Il mio intervento di ieri in aula all'assemblea parlamentare del Consiglio d'Europa, a Strasburgo, sulla crisi della democrazia in Europa:
2012 ORDINARY SESSION
PARLIAMENTARY ASSEMBLY OF THE COUNCIL OF EUROPE
Wednesday 27 June 2012 at 10 a.m.
3. Joint debate – Democracy at risk: the role of citizens and of the State today: (i) The crisis of democracy and the role of the state in today’s Europe; (ii) The portrayal of migrants and refugees during election campaigns
Ms MOGHERINI REBESANI (Italy) – All around Europe, there are two paradoxes facing our democracies. On the one side, globalisation and the financial crisis have unveiled the urgent and absolute need for global political action. A couple of decades ago, we used to say that we should think globally and act locally. It is now clear to everybody that this is not enough: we have to think globally but act locally and globally as well. We need global levels of institutional co-operation and global political actors – although I should say that civil society, youth movements and international non-governmental organisations sometimes seem far more ready to act in this way than political parties. On the other side of the paradox, opinion polls and electoral trends show that people seem to be afraid of delegating national sovereignty – look at the European Union debate. There has also been an increase in populist discourse and localist movements, yet often, those citizens who declare that globalisation is the context in which politics should take place are the same ones who vote for localist parties or movements.
In these times of economic crisis, we are facing conditions where political leaders and parties know exactly what should be done. Let us take the example of immigration.

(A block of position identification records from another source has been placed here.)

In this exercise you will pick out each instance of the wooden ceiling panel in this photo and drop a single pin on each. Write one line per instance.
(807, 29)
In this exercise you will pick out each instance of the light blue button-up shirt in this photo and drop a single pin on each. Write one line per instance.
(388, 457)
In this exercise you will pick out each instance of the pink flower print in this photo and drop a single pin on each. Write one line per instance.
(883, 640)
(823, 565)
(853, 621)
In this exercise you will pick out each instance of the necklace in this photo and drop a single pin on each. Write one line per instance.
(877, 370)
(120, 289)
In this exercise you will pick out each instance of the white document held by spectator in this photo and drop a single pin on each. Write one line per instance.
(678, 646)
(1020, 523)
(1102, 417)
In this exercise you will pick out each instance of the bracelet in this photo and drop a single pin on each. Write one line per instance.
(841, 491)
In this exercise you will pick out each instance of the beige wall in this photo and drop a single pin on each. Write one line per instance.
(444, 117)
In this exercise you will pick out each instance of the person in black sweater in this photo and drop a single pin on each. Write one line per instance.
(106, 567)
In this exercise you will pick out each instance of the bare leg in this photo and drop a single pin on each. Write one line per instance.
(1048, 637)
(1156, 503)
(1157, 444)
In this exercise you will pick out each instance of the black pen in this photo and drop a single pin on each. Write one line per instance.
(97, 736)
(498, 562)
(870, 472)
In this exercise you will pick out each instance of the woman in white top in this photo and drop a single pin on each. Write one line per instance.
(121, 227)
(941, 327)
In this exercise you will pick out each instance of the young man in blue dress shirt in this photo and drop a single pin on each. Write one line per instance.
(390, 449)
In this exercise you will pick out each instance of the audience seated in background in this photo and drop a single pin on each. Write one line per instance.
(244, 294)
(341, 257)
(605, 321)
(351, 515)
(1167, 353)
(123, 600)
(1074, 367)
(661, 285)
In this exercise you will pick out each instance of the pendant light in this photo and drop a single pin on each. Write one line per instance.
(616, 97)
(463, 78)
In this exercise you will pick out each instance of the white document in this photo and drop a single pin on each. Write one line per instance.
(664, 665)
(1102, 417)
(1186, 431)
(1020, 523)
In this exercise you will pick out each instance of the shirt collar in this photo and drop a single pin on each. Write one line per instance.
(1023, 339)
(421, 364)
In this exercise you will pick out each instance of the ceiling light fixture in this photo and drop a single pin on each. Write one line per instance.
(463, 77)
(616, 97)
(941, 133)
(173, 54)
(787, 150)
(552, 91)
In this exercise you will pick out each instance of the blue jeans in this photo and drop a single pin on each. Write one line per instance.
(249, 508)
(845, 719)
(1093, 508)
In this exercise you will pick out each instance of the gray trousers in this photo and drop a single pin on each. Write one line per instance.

We all know very well that immigration is not only unstoppable but necessary, if we want our economies and welfare systems to be sustainable. On the other side, we have to win elections, and sometimes long-term and global thinking is compromised by the short-term electoral message. This is the second paradox that we are facing in our democracies. I will put it in a brutal way: has democracy become part of the problem rather than part of the solution? This is the implication when you look at Greece – or, sometimes, at Italy. Our elections are a time of problems rather than a time of participation.
The answer is to open up participation. On the one side, we need a different kind of participation – earlier, someone talked about horizontal or interactive participation – but on the other side, we need to exercise responsibility, as was mentioned just now. Electorates ask political parties to take responsibility, speak the truth and deliver results. This is what we have to do. The only solution is transparency in politics and institutions, and opening up political parties, making them effective and efficient instruments for participation, at the service of their communities and countries through delivering results. Only in this way will we save our democracies from these paradoxes.